AAI 6730. Deep Learning for 3D Point Cloud Analysis. (3 Hours)

Offers an in-depth exploration of graph neural networks for processing 3D point cloud data across various artificial intelligence fields. Beginning with the fundamentals of 3D point clouds and neural networks for 2D structures, transitions to the concepts of GNNs for 3D point cloud processing. Examines several basic and advanced GNN models. Provides instruction in common 3D point cloud processing tasks such as classification, segmentation, registration, and reconstruction. Covers implementing, optimizing, and evaluating GNN models for a variety of point cloud processing tasks.

Prerequisite(s): AAI 6710 with a minimum grade of C-


AAI 6740. Applied Reinforcement Learning. (3 Hours)

Introduces reinforcement learning, a subset of machine learning that focuses on training agents to make decisions with the aim of achieving specific objectives. Emphasizing practical experience, RL methods can be utilized to address real-world problems, including tasks related to design and optimization. At its core, RL revolves around agents interacting with their environments, learning from rewards and punishments, and continuously improving their decision-making skills. Emphasizes the adaptability of RL across various domains and how, with practical RL expertise and algorithms, RL can effectively address a wide array of industry challenges, ultimately enhancing its applicability and success in various professional settings.


AAI 6790. Applied Quantum AI. (3 Hours)

Introduces the integration of quantum computing and artificial intelligence. Explores the fundamentals of quantum algorithms and their applications to AI. Offers students an opportunity to obtain an understanding of the potential and challenges of quantum AI.


AAI 6850. Applied Blockchain AI. (3 Hours)

Explores extensively the integration of artificial intelligence and blockchain technologies. Offers students an opportunity to obtain a comprehensive understanding of blockchain fundamentals and the core principles of AI and to stay current with emerging trends in the ever-evolving field of blockchain AI. Underscores how these technologies complement each other, with blockchain enhancing security and trust while AI allows intelligent decision making. Examines crucial aspects such as security, privacy, and ethics using real-world case studies, ensuring a well-rounded AI approach.


AAI 6900. AI for Autonomous Systems. (3 Hours)

Explores the essentials of artificial intelligence and its practical applications in autonomous systems. Focuses on vital AI techniques such as machine learning, computer vision, and reinforcement learning. Offers students an opportunity to obtain expertise, to become independent decision makers, and to exercise innovation and control in such systems. Emphasizes hands-on learning involving real-world projects in perception, planning, control, and human-machine interactions while cultivating a deep understanding of AI technologies for autonomous systems. Projects in the course explore system efficiency and capabilities and study technology development across various industries.

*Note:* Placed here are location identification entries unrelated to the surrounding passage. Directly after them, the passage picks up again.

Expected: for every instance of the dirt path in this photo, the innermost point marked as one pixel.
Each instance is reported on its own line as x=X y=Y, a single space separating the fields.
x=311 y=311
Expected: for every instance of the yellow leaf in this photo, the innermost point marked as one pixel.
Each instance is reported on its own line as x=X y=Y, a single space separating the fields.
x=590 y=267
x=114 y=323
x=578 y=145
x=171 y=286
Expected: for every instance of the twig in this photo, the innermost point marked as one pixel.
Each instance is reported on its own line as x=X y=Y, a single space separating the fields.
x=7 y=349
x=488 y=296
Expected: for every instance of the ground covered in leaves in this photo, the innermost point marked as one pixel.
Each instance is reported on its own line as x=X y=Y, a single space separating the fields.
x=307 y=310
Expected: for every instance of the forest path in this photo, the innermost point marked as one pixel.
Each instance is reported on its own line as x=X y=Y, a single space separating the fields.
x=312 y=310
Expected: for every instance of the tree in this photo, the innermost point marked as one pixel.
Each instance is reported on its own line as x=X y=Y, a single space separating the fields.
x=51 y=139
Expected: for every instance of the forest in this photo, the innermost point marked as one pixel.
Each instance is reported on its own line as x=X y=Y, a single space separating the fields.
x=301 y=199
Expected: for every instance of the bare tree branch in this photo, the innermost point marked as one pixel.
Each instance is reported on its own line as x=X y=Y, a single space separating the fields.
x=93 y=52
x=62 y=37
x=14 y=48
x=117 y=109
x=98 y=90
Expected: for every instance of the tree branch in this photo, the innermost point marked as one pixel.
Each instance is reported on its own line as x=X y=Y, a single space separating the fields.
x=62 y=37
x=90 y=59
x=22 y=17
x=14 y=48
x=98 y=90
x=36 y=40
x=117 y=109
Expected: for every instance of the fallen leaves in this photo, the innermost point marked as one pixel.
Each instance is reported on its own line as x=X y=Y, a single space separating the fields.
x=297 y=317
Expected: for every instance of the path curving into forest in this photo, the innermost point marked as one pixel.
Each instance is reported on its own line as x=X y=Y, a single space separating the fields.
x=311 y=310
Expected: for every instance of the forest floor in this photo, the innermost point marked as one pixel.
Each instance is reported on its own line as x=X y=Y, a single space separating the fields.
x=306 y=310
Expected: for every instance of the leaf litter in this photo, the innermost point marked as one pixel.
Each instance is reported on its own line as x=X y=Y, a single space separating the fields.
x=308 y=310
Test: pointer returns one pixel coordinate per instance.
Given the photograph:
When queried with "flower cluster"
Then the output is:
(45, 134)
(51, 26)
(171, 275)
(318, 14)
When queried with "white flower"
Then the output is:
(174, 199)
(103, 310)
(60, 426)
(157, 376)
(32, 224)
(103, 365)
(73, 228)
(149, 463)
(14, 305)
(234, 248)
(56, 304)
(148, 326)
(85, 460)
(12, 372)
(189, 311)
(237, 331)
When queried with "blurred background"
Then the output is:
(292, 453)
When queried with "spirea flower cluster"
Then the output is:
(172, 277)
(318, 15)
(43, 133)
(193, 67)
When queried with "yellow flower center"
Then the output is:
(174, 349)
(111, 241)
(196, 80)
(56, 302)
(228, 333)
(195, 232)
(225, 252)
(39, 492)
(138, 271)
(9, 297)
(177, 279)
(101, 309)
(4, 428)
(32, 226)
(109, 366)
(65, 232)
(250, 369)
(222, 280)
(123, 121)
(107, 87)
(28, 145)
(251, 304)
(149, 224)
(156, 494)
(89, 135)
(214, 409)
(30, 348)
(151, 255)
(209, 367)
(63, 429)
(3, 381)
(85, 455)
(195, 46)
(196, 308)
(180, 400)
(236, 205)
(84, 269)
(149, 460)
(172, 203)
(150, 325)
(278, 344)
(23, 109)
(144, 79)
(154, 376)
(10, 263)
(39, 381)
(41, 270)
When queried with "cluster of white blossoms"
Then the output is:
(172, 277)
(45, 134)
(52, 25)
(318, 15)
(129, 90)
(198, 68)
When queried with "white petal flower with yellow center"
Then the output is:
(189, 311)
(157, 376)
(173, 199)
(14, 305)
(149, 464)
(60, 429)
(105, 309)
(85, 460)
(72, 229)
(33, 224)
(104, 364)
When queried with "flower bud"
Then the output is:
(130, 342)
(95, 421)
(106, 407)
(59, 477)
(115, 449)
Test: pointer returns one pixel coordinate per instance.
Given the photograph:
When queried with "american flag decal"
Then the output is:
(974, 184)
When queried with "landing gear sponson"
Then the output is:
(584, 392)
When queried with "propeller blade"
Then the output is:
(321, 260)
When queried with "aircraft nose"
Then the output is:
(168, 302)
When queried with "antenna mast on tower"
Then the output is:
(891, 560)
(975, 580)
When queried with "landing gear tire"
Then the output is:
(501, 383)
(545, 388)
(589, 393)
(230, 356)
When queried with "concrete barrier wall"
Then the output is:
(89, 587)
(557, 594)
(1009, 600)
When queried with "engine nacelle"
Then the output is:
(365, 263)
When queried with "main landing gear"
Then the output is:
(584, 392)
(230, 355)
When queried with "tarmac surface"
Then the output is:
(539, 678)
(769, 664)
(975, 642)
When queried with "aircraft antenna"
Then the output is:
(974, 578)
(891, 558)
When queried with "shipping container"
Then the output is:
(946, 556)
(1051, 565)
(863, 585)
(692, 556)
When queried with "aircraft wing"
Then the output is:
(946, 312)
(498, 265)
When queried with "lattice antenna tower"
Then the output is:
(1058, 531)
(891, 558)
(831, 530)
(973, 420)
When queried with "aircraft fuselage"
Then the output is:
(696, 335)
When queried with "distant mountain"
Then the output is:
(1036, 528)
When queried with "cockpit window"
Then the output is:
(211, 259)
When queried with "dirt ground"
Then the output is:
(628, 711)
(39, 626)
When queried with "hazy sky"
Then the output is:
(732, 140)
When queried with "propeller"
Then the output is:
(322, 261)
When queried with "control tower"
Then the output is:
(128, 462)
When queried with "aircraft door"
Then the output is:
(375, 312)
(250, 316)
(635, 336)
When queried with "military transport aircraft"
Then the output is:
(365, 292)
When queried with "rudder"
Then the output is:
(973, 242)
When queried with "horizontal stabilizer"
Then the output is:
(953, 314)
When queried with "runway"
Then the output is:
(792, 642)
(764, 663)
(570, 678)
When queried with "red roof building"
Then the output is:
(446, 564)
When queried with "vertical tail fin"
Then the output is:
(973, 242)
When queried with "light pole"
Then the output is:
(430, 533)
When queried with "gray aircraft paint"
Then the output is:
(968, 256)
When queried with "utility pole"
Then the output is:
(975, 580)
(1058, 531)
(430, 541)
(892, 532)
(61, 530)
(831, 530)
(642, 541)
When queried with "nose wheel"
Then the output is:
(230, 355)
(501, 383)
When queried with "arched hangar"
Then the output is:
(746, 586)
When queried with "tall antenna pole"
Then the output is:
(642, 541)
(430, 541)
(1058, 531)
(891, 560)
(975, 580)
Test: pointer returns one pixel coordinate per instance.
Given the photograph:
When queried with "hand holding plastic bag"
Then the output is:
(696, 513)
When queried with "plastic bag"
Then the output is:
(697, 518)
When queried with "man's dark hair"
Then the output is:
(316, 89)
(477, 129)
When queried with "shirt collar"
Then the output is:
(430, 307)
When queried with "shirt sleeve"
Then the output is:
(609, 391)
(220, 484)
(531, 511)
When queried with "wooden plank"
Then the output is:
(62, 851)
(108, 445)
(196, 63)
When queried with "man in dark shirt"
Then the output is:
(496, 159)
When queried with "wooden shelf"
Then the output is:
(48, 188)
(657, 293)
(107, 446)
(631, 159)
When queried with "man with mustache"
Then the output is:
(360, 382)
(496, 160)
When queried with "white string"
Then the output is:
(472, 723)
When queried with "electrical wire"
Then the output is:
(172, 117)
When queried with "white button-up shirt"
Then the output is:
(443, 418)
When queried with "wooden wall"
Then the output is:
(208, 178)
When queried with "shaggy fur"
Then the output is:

AAI 6962. Elective. (1-4 Hours)

Offers elective credit for courses taken at other academic institutions.


AAI 6980. Integrated Experiential Capstone. (4 Hours)

Offers an immersive experience where students work in interdisciplinary teams, fostering collaboration, communication, and critical thinking while applying their artificial intelligence knowledge and skills to real-world problems. Examines thoroughly the methodologies associated with visualizing AI in practical situations. Investigates sophisticated visualization tools and techniques, while also researching the ethical considerations, interpretability, and real-world consequences of visually showcasing AI-based outcomes.

Prerequisite(s): AAI 6600 with a minimum grade of C- ; AAI 6610 with a minimum grade of C- ; AAI 6620 with a minimum grade of C- ; AAI 6630 with a minimum grade of C-


AAI 6983. Special Research Topics in AI. (1-4 Hours)

Covers special topics in artificial intelligence research. Topics vary by semester. May be repeated up to three times for a maximum of 15 semester hours.